Interestingly, Dree Hemingway, who plays Hannah in the series, told Nylon that she wrote Hannah a letter before the show’s release to express her admiration. “I haven’t heard back from her, but that’s okay. It was not the expectation,” Hemingway said. “I really want to emphasize that this is a dramatization. We are not exactly portraying her or how something went down. There’s a fiction involved in all of this.”
The debate sparked by Hannah’s essay goes beyond one actress’s grievances. It touches on the responsibilities of showrunners, writers, and actors when depicting real people—especially those who are still alive and whose reputations can be shaped, or shattered, by what viewers see on screen. As Hannah points out, “In a digital era, entertainment often becomes collective memory.”

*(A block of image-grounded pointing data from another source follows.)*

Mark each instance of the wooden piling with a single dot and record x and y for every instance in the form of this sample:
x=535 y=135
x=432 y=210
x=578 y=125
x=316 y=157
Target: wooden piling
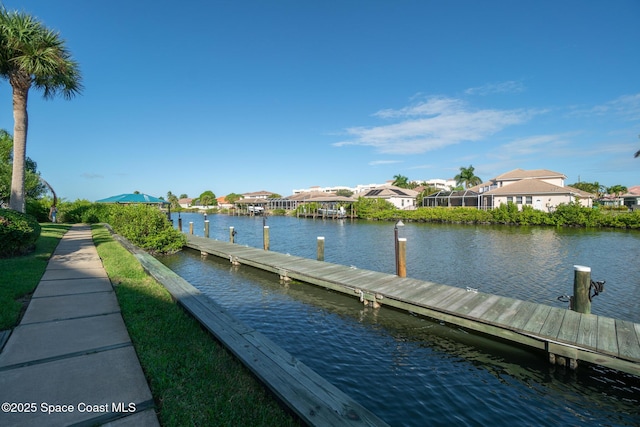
x=402 y=257
x=320 y=248
x=265 y=237
x=581 y=285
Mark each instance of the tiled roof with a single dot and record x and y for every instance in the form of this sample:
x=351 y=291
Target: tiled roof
x=517 y=174
x=391 y=191
x=535 y=186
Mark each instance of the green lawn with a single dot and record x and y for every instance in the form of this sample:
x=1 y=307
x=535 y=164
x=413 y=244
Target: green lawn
x=193 y=379
x=19 y=276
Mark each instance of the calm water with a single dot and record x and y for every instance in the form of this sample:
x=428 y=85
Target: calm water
x=413 y=371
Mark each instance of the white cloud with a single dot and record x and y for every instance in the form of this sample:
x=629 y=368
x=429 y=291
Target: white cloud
x=626 y=106
x=434 y=124
x=87 y=175
x=536 y=144
x=503 y=87
x=384 y=162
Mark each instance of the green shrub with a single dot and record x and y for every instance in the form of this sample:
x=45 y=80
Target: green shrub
x=144 y=226
x=39 y=208
x=18 y=233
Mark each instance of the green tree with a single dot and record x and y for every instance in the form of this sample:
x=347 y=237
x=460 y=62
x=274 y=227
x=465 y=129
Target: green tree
x=31 y=55
x=467 y=177
x=34 y=185
x=400 y=181
x=590 y=187
x=617 y=190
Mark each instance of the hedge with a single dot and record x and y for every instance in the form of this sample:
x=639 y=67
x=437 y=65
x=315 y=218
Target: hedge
x=18 y=233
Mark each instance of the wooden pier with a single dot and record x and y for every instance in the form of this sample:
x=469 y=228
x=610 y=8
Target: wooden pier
x=307 y=394
x=566 y=336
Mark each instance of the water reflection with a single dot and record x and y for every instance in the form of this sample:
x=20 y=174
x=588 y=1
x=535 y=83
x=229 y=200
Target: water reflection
x=529 y=263
x=410 y=370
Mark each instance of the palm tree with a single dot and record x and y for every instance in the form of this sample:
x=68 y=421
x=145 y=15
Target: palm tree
x=467 y=177
x=31 y=55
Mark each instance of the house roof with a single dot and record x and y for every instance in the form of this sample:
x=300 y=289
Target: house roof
x=632 y=191
x=132 y=198
x=535 y=186
x=518 y=174
x=390 y=191
x=258 y=193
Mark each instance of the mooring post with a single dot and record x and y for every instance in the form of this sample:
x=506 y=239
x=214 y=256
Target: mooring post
x=265 y=237
x=320 y=248
x=581 y=286
x=402 y=257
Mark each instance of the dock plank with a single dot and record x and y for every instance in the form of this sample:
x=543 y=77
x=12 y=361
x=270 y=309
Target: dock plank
x=569 y=328
x=482 y=306
x=607 y=338
x=316 y=401
x=628 y=345
x=537 y=319
x=572 y=335
x=523 y=315
x=588 y=331
x=552 y=323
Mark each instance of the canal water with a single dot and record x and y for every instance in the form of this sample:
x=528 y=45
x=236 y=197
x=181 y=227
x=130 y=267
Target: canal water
x=412 y=371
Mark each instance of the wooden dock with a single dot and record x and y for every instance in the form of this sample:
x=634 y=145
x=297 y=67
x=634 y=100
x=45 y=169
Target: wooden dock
x=566 y=336
x=306 y=393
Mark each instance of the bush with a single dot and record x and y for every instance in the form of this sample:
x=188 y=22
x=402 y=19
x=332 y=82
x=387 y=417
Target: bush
x=18 y=233
x=144 y=226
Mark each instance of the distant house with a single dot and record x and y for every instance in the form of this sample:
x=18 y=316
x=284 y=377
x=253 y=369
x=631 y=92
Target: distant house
x=223 y=204
x=631 y=198
x=401 y=198
x=185 y=203
x=541 y=189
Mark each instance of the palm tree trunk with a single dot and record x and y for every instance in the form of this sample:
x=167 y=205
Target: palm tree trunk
x=20 y=125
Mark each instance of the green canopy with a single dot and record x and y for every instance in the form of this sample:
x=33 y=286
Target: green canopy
x=132 y=198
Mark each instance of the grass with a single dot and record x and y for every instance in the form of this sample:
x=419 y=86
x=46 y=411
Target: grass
x=193 y=379
x=20 y=275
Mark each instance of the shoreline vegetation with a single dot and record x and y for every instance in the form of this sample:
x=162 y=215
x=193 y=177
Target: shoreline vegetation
x=194 y=380
x=567 y=215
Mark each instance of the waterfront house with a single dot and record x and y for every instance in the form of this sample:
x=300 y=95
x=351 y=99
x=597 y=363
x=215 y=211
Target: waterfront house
x=631 y=198
x=541 y=189
x=185 y=202
x=401 y=198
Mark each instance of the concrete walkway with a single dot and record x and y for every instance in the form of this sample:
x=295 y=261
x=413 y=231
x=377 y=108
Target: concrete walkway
x=71 y=361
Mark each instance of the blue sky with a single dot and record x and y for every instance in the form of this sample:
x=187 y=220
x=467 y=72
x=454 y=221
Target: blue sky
x=242 y=96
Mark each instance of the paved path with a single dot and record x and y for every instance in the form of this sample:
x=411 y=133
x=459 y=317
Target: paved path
x=71 y=361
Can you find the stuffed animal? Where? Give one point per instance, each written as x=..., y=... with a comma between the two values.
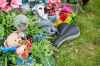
x=18, y=39
x=44, y=22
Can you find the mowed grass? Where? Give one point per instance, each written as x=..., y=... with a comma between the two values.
x=85, y=50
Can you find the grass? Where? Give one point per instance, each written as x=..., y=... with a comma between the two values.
x=85, y=50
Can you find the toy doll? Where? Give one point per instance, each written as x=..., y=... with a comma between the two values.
x=44, y=22
x=18, y=39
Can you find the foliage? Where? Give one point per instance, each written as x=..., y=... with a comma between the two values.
x=41, y=49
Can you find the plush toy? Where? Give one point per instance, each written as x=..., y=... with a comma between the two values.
x=18, y=39
x=44, y=22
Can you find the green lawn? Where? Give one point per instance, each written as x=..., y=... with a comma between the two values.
x=85, y=50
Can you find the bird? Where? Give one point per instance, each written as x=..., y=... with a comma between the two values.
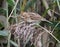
x=33, y=17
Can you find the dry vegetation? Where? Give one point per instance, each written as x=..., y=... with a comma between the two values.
x=29, y=23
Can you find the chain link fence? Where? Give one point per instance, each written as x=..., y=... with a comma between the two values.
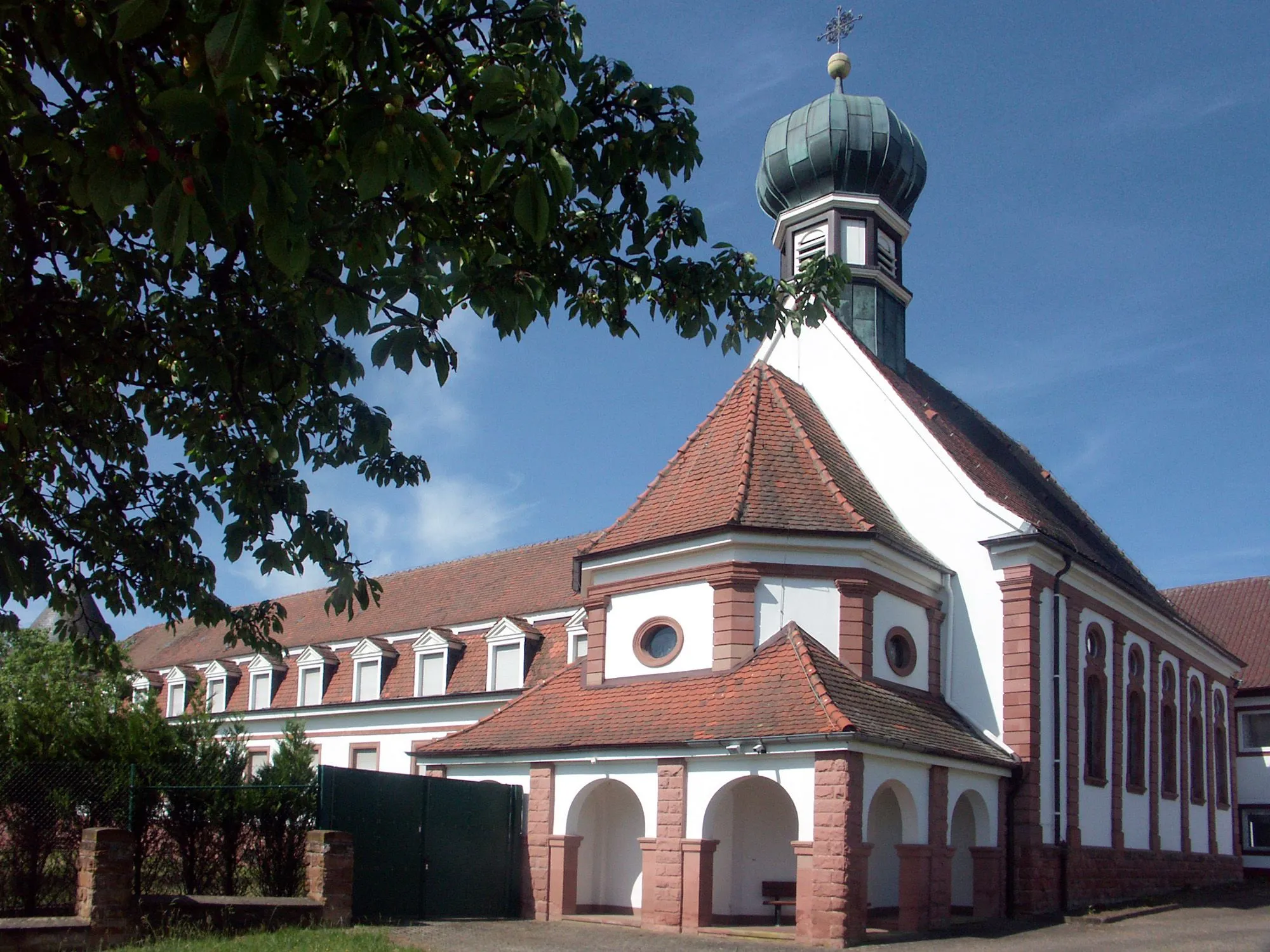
x=196, y=835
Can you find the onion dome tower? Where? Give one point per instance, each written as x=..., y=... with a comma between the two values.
x=841, y=177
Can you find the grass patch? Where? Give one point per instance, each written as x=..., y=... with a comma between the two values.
x=317, y=940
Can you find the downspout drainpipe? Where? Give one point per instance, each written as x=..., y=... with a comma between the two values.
x=1060, y=838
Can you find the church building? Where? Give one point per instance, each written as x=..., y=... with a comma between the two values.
x=854, y=649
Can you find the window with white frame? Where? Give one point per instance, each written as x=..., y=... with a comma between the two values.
x=435, y=654
x=1255, y=731
x=313, y=666
x=176, y=697
x=366, y=686
x=510, y=644
x=217, y=696
x=855, y=234
x=576, y=630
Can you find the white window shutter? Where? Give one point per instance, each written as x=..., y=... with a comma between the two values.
x=854, y=234
x=810, y=244
x=507, y=667
x=311, y=686
x=432, y=673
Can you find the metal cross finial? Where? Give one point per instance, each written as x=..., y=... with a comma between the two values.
x=840, y=27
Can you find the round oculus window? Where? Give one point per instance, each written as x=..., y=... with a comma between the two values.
x=901, y=652
x=658, y=642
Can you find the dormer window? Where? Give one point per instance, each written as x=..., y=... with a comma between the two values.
x=178, y=690
x=222, y=677
x=810, y=244
x=511, y=644
x=371, y=662
x=576, y=630
x=314, y=667
x=435, y=653
x=143, y=685
x=264, y=675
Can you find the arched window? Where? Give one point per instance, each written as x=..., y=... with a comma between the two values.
x=1168, y=732
x=1196, y=741
x=1221, y=751
x=1095, y=705
x=1136, y=725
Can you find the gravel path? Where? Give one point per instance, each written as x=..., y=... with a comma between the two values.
x=1230, y=921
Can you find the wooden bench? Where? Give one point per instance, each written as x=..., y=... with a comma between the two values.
x=779, y=894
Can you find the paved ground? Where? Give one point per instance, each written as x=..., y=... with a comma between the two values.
x=1231, y=921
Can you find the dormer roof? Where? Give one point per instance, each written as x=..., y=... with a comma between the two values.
x=317, y=654
x=264, y=663
x=765, y=459
x=224, y=668
x=436, y=639
x=791, y=687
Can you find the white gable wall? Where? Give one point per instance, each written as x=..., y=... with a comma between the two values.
x=929, y=494
x=690, y=606
x=813, y=604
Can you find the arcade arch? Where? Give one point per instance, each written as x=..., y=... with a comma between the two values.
x=755, y=822
x=609, y=818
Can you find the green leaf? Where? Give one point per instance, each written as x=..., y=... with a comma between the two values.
x=138, y=18
x=531, y=208
x=236, y=46
x=490, y=171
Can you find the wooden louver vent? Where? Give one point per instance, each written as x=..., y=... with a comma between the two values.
x=810, y=244
x=887, y=255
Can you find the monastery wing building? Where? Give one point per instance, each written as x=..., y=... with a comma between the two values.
x=820, y=657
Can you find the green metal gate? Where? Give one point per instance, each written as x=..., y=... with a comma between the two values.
x=426, y=847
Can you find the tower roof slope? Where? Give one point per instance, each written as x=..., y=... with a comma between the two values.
x=764, y=459
x=515, y=582
x=791, y=687
x=1238, y=614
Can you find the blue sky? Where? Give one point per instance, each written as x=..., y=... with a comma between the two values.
x=1090, y=265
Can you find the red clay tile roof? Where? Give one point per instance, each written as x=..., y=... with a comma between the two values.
x=468, y=677
x=764, y=459
x=792, y=686
x=515, y=582
x=1238, y=612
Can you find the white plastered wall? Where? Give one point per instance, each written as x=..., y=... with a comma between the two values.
x=1047, y=711
x=1224, y=827
x=891, y=611
x=573, y=779
x=690, y=606
x=511, y=775
x=1136, y=816
x=1172, y=810
x=1095, y=802
x=928, y=493
x=813, y=604
x=1198, y=812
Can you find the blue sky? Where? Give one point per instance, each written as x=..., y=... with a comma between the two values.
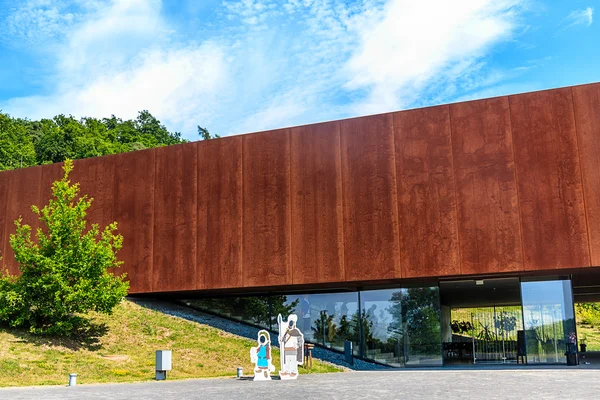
x=251, y=65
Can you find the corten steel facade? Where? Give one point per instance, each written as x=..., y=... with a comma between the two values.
x=508, y=185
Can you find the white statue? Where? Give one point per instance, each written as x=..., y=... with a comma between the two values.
x=291, y=343
x=261, y=357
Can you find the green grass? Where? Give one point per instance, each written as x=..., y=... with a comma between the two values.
x=592, y=335
x=126, y=351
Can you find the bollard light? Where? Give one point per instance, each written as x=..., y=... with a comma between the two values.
x=163, y=364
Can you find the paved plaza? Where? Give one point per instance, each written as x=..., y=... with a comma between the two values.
x=461, y=384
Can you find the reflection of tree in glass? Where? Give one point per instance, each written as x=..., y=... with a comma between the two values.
x=416, y=313
x=262, y=311
x=324, y=329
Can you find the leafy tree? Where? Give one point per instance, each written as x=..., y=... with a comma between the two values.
x=65, y=274
x=16, y=145
x=205, y=134
x=24, y=143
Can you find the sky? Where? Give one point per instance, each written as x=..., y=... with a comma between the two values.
x=252, y=65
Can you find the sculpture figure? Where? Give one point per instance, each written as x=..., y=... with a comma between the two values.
x=291, y=343
x=261, y=357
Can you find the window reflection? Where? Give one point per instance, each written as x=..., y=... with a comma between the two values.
x=549, y=320
x=396, y=327
x=328, y=319
x=402, y=326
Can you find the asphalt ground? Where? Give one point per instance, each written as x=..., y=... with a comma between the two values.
x=463, y=384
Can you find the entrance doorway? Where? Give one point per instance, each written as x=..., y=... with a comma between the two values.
x=482, y=321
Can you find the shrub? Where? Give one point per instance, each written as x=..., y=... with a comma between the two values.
x=65, y=274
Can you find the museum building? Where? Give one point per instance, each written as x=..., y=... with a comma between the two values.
x=454, y=234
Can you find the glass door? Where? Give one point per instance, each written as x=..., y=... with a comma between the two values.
x=549, y=320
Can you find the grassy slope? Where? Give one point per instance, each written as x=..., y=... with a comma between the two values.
x=592, y=335
x=126, y=352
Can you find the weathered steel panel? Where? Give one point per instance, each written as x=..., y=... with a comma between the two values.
x=549, y=180
x=317, y=214
x=175, y=196
x=426, y=193
x=587, y=118
x=488, y=205
x=266, y=209
x=134, y=213
x=96, y=177
x=219, y=213
x=23, y=192
x=371, y=248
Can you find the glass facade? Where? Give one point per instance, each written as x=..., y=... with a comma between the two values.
x=549, y=320
x=416, y=326
x=401, y=327
x=328, y=319
x=397, y=327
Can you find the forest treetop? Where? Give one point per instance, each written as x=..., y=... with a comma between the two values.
x=24, y=142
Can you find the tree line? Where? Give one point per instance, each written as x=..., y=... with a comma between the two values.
x=25, y=142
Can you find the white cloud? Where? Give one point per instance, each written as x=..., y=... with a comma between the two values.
x=415, y=44
x=268, y=63
x=36, y=22
x=119, y=62
x=578, y=17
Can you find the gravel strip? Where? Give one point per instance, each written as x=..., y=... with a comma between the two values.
x=249, y=332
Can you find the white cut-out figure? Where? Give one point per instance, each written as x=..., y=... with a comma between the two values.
x=261, y=357
x=291, y=343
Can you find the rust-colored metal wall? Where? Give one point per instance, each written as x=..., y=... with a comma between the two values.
x=219, y=213
x=266, y=227
x=175, y=198
x=371, y=241
x=499, y=185
x=426, y=193
x=549, y=180
x=23, y=192
x=133, y=206
x=488, y=205
x=317, y=214
x=587, y=119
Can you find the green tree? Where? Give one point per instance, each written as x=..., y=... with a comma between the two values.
x=16, y=145
x=205, y=134
x=65, y=274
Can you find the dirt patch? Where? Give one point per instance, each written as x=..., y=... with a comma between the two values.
x=116, y=357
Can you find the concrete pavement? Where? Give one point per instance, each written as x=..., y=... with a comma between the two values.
x=463, y=384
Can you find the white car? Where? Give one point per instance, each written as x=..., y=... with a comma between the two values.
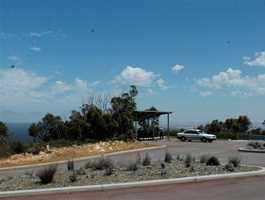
x=193, y=134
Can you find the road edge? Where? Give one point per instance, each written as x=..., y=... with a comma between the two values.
x=82, y=158
x=103, y=187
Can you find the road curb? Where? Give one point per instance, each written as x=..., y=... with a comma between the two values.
x=103, y=187
x=82, y=158
x=251, y=150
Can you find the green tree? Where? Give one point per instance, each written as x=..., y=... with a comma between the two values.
x=3, y=132
x=122, y=112
x=243, y=123
x=49, y=128
x=214, y=127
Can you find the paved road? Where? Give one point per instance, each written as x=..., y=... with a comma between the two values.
x=232, y=189
x=221, y=149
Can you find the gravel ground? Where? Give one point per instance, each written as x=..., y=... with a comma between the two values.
x=89, y=176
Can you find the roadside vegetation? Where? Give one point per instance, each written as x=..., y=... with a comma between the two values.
x=231, y=128
x=103, y=171
x=102, y=118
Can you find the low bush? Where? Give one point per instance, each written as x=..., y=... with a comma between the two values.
x=35, y=148
x=4, y=151
x=46, y=175
x=73, y=177
x=254, y=145
x=163, y=171
x=70, y=165
x=108, y=171
x=101, y=164
x=168, y=157
x=88, y=165
x=188, y=160
x=235, y=161
x=204, y=158
x=229, y=167
x=17, y=147
x=132, y=166
x=213, y=161
x=81, y=171
x=146, y=160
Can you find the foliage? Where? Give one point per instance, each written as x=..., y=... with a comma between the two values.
x=235, y=161
x=230, y=128
x=46, y=175
x=70, y=165
x=3, y=132
x=17, y=147
x=229, y=167
x=188, y=160
x=73, y=177
x=132, y=166
x=168, y=157
x=204, y=158
x=95, y=121
x=49, y=128
x=146, y=160
x=81, y=171
x=213, y=161
x=108, y=170
x=101, y=164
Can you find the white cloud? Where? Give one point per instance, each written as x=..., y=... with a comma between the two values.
x=35, y=49
x=161, y=83
x=205, y=93
x=140, y=77
x=136, y=76
x=257, y=60
x=177, y=68
x=14, y=59
x=40, y=34
x=231, y=81
x=29, y=92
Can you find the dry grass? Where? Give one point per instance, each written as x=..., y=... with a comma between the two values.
x=67, y=153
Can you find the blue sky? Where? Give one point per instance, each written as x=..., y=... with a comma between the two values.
x=201, y=59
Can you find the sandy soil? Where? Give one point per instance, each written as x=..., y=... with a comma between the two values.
x=67, y=153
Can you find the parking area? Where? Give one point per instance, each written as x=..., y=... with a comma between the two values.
x=220, y=148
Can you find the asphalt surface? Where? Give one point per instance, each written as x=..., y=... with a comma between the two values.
x=232, y=189
x=222, y=149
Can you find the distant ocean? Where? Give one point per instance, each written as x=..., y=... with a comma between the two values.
x=19, y=130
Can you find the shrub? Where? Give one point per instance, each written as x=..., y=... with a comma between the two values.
x=146, y=160
x=73, y=177
x=132, y=166
x=17, y=147
x=204, y=158
x=101, y=164
x=163, y=171
x=188, y=160
x=5, y=151
x=235, y=161
x=138, y=159
x=168, y=157
x=88, y=165
x=81, y=171
x=229, y=167
x=46, y=175
x=254, y=145
x=213, y=161
x=108, y=171
x=70, y=165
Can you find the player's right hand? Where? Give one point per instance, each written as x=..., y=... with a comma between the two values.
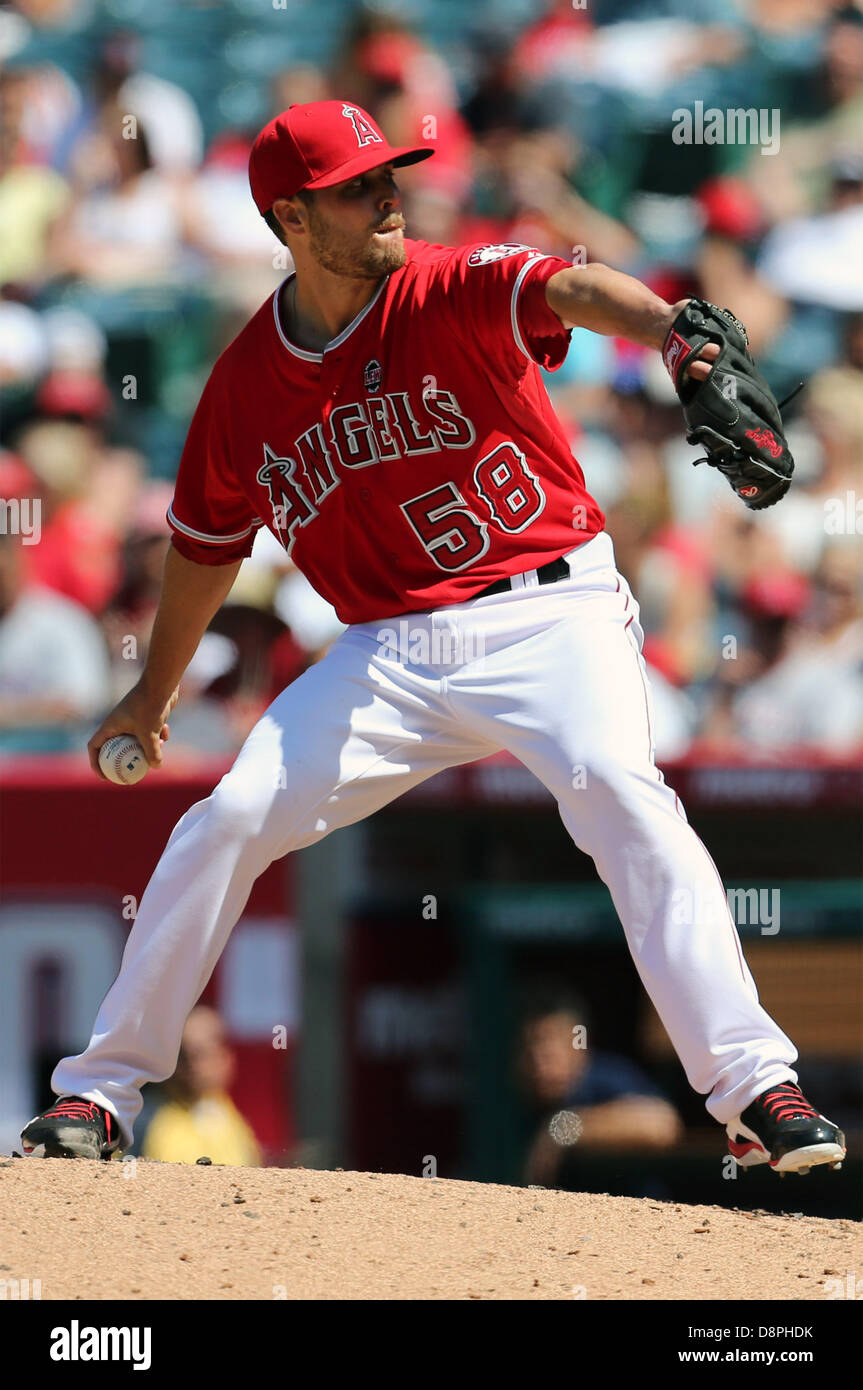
x=142, y=715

Despite the controversy, Love Story: John F. Kennedy Jr. & Carolyn Bessette continues to draw record audiences. The series, created by Connor Hines and executive produced by Ryan Murphy, Nina Jacobson, Brad Simpson, and others, stars Paul Anthony Kelly as JFK Jr. and Sarah Pidgeon as Carolyn Bessette, with Naomi Watts playing Jackie Kennedy. The show airs weekly on FX and Hulu, continuing to stoke both fascination and debate about the line between dramatization and defamation.
For Hannah, the battle is as much about principle as it is about personal vindication. Her professional life, she notes, is now focused on environmental advocacy, documentary filmmaking, and animal-assisted therapy for seniors living with dementia and Alzheimer’s. “My professional life is built on compassion and responsibility,” she concluded in her essay, leaving little doubt about the values she holds dear—values she feels have been misrepresented by a television drama, but which she continues to champion in real life.